ABBA – Super Trouper! – 1980

Une lumière crue sur scène, un conte inquiétant en coulisses.

Stockholm, 1980. La gloire éclaire, mais les ombres persistent

En 1980, ABBA publie Super Trouper, un nouveau single tiré de l’album éponyme. À ce moment-là, le groupe sort d’une décennie triomphale. Après Chiquitita et Gimme! Gimme! Gimme!, les tensions internes s’accumulent, mais la mécanique commerciale fonctionne encore à plein régime. Le titre est lancé en novembre, accompagné d’un clip où l’on voit les quatre membres, souriants mais figés, éclairés par un projecteur surpuissant : le fameux “Super Trouper”.

Le terme désigne un modèle de projecteur de scène très puissant, utilisé lors des concerts. La chanson en détourne l’image pour parler de solitude en pleine tournée. Chantée par Agnetha Fältskog, elle évoque la lassitude d’une artiste face à la foule, et le réconfort qu’apporte la perspective de retrouver un être aimé. En arrière-plan, une allusion évidente à la vie en tournée et à la séparation de Björn et Agnetha.

Une mise en scène pop de la mélancolie

Le morceau est enregistré aux Polar Studios, produit par Benny Andersson et Björn Ulvaeus, et mixé par Michael B. Tretow. Il mêle des synthés brillants, un rythme dansant et un texte empreint de tristesse douce. La pochette du disque français, distribué par Vogue, utilise le visuel officiel : une lumière aveuglante sur fond sombre. En face B, le titre The Piper apporte un contrepoint déroutant, presque médiéval.

A – Super Trouper

Super Trouper sort en novembre 1980 et s’impose rapidement comme un nouveau succès mondial pour ABBA. En France, le titre entre dans les classements radios dès la fin de l’année, boosté par les ventes de l’album. Au Royaume-Uni, il devient leur dernier numéro un. La chanson séduit par son contraste entre mélodie entraînante et texte introspectif. Les paroles évoquent les doutes et les douleurs d’une artiste en tournée, malgré les apparences de gloire.

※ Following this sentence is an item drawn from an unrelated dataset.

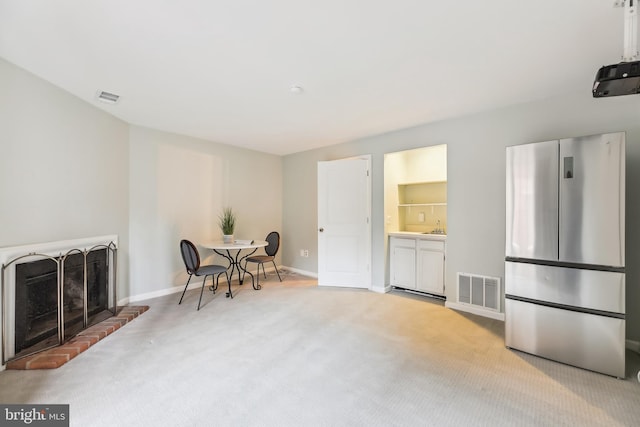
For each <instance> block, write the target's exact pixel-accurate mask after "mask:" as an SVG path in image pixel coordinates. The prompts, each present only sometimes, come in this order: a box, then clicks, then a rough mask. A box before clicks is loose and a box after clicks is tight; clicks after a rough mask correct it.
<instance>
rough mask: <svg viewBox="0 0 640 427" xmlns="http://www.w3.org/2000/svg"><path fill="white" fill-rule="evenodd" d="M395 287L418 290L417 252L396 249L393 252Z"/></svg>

La performance vocale d’Agnetha est particulièrement marquante. Les chœurs assurés par Frida renforcent le contraste émotionnel du morceau. Le clip, sobre, met en scène le groupe sous les faisceaux lumineux du Super Trouper. Le symbole est clair : la lumière aveuglante de la célébrité, mais aussi sa froideur. Le titre devient vite incontournable dans les playlists du groupe, et reste l’un des plus diffusés à la radio dans les années 1980.

The Piper est une curiosité dans le répertoire d’ABBA. Il s’agit d’un morceau sombre, mystérieux, influencé par des sonorités médiévales. Écrit et composé par Benny Andersson et Björn Ulvaeus, il s’inspire librement du conte du joueur de flûte de Hamelin, et s’ouvre par un passage en latin. Le titre est chanté par Frida, dont la voix donne une dimension dramatique au morceau.

Choisie comme face B de Super Trouper, la chanson déroute par son atmosphère inhabituelle. Elle évoque la fascination pour les figures charismatiques, capables de mener les foules vers l’irrationnel. En 1980, certains y voient une allusion aux dérives totalitaires. La production est dense, les chœurs masculins et féminins se répondent, et les arrangements donnent un relief inquiétant à l’ensemble.

Un contrechamp inquiétant à la face A

The Piper ne sera jamais publiée en single à part entière, mais elle s’impose comme l’un des morceaux les plus audacieux de l’album Super Trouper. Sa présence en face B marque un choix fort de la part du groupe, qui continue à explorer des thématiques sombres, bien loin des refrains ensoleillés de leurs débuts.

Une chanteuse éclairée en pleine tournée, et un joueur de flûte inquiétant en embuscade.

Super Trouper devient un tube international. Il atteint la première place des charts au Royaume-Uni, en Belgique, en Allemagne et aux Pays-Bas. En France, il reste plusieurs semaines dans le top des ventes. Ce sera le dernier numéro un du groupe au Royaume-Uni. Le titre est inclus dans toutes les compilations majeures du groupe, et régulièrement diffusé dans les émissions rétro et documentaires musicaux.

Un disque au double visage

La face B, The Piper, cultive une aura particulière. Longtemps ignorée, elle est réévaluée au fil du temps, notamment grâce aux rééditions remasterisées de l’album Super Trouper. Elle est souvent citée par les fans comme un ovni fascinant dans le catalogue du groupe. Son caractère sombre et allégorique tranche radicalement avec le reste du répertoire pop d’ABBA.

Ce 45 tours offre un aperçu saisissant des deux pôles qui traversent la fin de carrière du groupe : la lumière de la scène, et l’ombre du doute. À écouter d’une traite, casque sur les oreilles.